[WIP] HDiv bases (Raviart-Thomas and Brezzi-Douglas-Marini) on cubes and simplices

First drafts for HDiv finite element bases are added. A Raviart-Thomas basis and a Brezzi-Douglas-Marini basis are added in the fashion of PQkNodaBasis. Additionally a test case is provided (Poisson equation discretized by RT(k) x P(k) and BDM(k+1) x P(k) elements in 2 and 3 dimensions).

Based on the Poisson test case:

• Working: 2D: RT0 x P0, RT1 x P1, BDM1 x P0, BDM2 x P1 -- 3D: RT0 x P0, RT1 x P1.
• Not working: 2D: RT2 x P2 (solver does not converge) -- 3D: BDM1 x P0 (no interpolation provided by dune-localfunctions).

There are (at least) three issues:

• The current implementation requires an extension of dune-localfunctions. The evaluation of LocalFunction depends on the type of the finite elements, as, e.g., using non-standard finite elements as HDiv or HCurl finite elements requires a transformation when evaluating the function. We suggest the classification of H, HDiv and HCurl elements is done by dune-localfunctions.
• LocalFunction has been extended allowing now to evaluate the derivative. Here, the output format has to be discussed.

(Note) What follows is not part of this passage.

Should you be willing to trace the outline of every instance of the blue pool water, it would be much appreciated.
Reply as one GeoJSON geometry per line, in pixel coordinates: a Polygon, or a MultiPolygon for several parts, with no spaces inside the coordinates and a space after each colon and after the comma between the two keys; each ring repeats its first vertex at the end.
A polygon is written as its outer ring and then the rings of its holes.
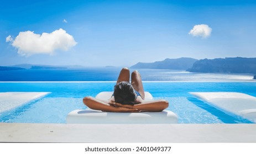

A example test case is implemented (examples/derivative-test.cc) which does not run under the current implementation. In order to fix this, some lines of code have to be exchanged/uncommented in discreteglobalbasisfunction.hh.
• Setting BC via the interpolation mechanism as performed for PQk elements (see e.g. examples/poisson-pq2.cc) does not work yet. Setting BC for HDiv elements requires the scaling by the element length which is not provided by the current interpolation.